Parmi les 900 entreprises détruites ou pillées, figurent des industries. Leur fédération redoute une deuxième vague, celle de la crise sociale.
À LA PEINE
Des entreprises ont encore brûlé dans la nuit du 23 au 24 juin, des exactions ont encore été commises, des salariés ne peuvent toujours pas accéder à leur poste de travail, des sociétés ne sont pas en activité… « Le problème de la sécurité des biens et des personnes n’est toujours pas réglé, malgré les communications des représentants de l’État en Nouvelle-Calédonie et en Métropole » pointe Xavier Benoist, président de la Fédération des industries de Nouvelle-Calédonie (Finc). Ce mouvement de destruction s’étend même au-delà du Grand Nouméa, à Boulouparis, Poya, Koumac… Et « la réponse de l’État au niveau économique est à la peine aujourd’hui », ajoute le dirigeant qui regrette que « les annonces initiales faites par le ministre de l’Économie et des Finances, Bruno Le Maire, ne sont pas prises en compte ».
Le dossier des assurances est ouvert. « L’État avait indiqué qu’il imposerait aux assureurs de prendre en charge les entreprises qui n’avaient pas leur garantie “émeutes” dans leur contrat », ce qui représenterait 30 à 40 % des sociétés touchées. Toutefois, « les assurances annoncent très clairement qu’elles ne le feront pas, parce qu’elles n’ont pas l’accompagnement de l’État ». Ce qui, par effet ricochet, pose souci au niveau des banques.
CRISE SOCIALE REDOUTÉE
Des chefs d’entreprise le notent, l’économie est en train de se mettre à l’arrêt en Nouvelle- Calédonie. Xavier Benoist regrette, comme d’autres confrères, l’absence de « coordination entre les différents acteurs, c’est-à-dire le gouvernement, l’État et les provinces… Chacun avance ou est arrêté, de son côté. Conclusion, il n’y a pas d’accompagnement du monde économique, entreprises et salariés ».

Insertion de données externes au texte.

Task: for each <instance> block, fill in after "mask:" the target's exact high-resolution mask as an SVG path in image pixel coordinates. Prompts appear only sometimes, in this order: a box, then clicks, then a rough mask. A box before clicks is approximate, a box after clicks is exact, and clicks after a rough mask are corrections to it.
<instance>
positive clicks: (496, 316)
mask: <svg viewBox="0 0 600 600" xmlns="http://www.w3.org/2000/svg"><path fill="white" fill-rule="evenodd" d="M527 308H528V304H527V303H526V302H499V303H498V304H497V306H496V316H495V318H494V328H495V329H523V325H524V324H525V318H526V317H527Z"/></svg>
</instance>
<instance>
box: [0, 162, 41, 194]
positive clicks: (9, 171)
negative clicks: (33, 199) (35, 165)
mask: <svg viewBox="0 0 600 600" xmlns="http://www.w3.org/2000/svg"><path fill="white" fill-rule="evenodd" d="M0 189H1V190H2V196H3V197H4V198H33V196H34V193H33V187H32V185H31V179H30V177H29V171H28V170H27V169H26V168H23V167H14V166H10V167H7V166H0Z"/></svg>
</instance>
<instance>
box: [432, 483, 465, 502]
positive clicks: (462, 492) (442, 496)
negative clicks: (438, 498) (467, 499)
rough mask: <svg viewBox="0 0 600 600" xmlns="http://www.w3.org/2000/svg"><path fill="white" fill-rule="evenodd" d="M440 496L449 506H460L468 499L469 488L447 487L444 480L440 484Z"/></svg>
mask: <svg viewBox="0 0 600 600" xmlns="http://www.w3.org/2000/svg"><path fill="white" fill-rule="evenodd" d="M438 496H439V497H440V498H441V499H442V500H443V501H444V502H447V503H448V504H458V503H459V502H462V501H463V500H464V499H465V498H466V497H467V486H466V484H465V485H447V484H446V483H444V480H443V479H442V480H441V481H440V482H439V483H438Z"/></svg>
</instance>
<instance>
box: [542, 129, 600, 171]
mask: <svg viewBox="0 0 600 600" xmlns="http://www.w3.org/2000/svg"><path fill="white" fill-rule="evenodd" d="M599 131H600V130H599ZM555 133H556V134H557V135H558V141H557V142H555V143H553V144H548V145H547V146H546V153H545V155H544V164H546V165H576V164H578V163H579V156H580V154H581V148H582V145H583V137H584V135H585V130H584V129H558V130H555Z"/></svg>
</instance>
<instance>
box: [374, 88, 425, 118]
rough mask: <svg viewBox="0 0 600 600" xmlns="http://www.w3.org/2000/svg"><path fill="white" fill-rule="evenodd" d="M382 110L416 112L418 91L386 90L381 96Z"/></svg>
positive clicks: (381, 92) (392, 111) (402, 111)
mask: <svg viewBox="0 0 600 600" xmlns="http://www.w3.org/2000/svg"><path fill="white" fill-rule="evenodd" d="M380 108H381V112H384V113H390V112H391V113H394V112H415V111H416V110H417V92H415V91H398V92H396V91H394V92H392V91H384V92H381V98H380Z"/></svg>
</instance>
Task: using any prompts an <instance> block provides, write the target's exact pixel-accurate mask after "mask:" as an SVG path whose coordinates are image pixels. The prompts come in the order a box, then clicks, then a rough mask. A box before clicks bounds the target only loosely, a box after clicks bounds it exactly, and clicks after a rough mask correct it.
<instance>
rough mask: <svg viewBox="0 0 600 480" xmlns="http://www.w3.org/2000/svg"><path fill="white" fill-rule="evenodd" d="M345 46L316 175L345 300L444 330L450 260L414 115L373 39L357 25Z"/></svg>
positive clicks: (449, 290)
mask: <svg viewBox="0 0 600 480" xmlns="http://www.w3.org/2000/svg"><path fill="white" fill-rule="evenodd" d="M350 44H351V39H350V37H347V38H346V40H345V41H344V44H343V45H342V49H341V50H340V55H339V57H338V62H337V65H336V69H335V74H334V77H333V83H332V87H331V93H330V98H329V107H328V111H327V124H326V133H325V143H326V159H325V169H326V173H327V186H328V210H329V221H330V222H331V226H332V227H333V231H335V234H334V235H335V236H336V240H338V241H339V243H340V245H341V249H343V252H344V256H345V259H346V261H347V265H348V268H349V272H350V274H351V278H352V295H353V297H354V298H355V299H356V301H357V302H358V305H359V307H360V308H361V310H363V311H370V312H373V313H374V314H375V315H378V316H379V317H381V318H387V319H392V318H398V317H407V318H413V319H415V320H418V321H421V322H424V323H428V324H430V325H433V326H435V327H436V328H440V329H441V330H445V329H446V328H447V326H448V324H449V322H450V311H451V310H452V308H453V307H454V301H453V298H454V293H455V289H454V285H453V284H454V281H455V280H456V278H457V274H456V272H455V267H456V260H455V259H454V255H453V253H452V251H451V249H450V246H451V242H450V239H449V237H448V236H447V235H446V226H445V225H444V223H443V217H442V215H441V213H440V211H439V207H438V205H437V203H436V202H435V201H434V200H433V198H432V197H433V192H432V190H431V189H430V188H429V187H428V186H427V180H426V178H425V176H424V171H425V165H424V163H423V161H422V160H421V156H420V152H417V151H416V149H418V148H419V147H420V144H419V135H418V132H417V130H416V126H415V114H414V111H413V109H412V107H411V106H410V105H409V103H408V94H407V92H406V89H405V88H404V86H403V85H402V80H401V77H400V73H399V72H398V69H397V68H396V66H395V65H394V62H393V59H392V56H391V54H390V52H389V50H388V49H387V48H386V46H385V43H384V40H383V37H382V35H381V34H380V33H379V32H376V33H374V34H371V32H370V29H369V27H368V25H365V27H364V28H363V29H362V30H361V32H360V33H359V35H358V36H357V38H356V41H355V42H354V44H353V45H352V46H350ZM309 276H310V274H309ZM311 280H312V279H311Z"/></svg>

De fait, la crise économique considérable pourrait entraîner « une crise sociale majeure. Il n’est pas certain qu’aujourd’hui, notamment en France métropolitaine, les gens soient vraiment conscients de la situation dans laquelle nous sommes et des impacts à venir ». Comme le risque accru d’un décrochage scolaire, d’une marginalisation d’habitants, d’un accroissement colossal des inégalités…
IMPACT ÉNORME SUR L’EMPLOI
À ce stade, 10 000 emplois environ sont affectés par un chômage partiel ou total, dû uniquement à la crise émeutes. Les acteurs économiques craignent une deuxième vague, de même ampleur, inhérente à l’effondrement de l’activité de la métallurgie et du BTP. Ces 20 000 emplois touchés seraient ainsi à rapporter aux 68 000 du secteur privé. « Comme si on supprimait le bassin économique de la Nouvelle-Aquitaine en Métropole ».
« Si on ne trouve pas aujourd’hui des solutions pour injecter rapidement et massivement de l’argent dans l’économie calédonienne, le château de cartes va s’écrouler. Parce que, derrière, ce sont les recettes fiscales, les comptes sociaux, le financement des collectivités… ». Or, à la crise et la question économique, « il n’y a pas de réponse politique » déplore le président de la Finc. « Nos politiques sont aujourd’hui concentrés sur les élections législatives. »
UN « SOUS RÉSERVE » TERRIBLE
Vu ses difficultés financières majeures, le gouvernement de la Nouvelle-Calédonie avait sollicité l’État pour une aide estimée à 31 milliards de francs. La perte de recettes fiscales liée à la crise s’élèverait à environ 20 milliards de francs actuellement. S’ajoute la nécessité de financement des comptes sociaux, en faveur au moins du chômage partiel dû aux émeutes.
Dans un courrier dévoilé dimanche 23 juin, le président de la République mentionne, en réponse, des avances et des prêts à hauteur de 24 milliards de francs, “sous réserve” pour la patrie relance et reconstruction. « C’est ce “sous réserve” qui est inquiétant, observe Xavier Benoist. “Sous réserve” que les barrages soient levés, que les exactions s’arrêtent… Je pense que l’effet sera contraire. Le “Sous réserve” est une très mauvaise idée. »
D’autant que, d’après la Finc et d’autres organismes économiques, l’aide massive de Paris ne doit pas passer par les collectivités, mais doit être pilotée par une agence d’État qui ait une vision globale permettant de coordonner les actions. « Ce qui fait aujourd’hui défaut dans la gestion de crise. »
Selon le président de la Fédération des industries, le rebond n’aura pas lieu « avant six à neuf mois ». Une priorité est alors réaffirmée : il est indispensable que le monde économique soit associé aux discussions sur l’avenir institutionnel du territoire.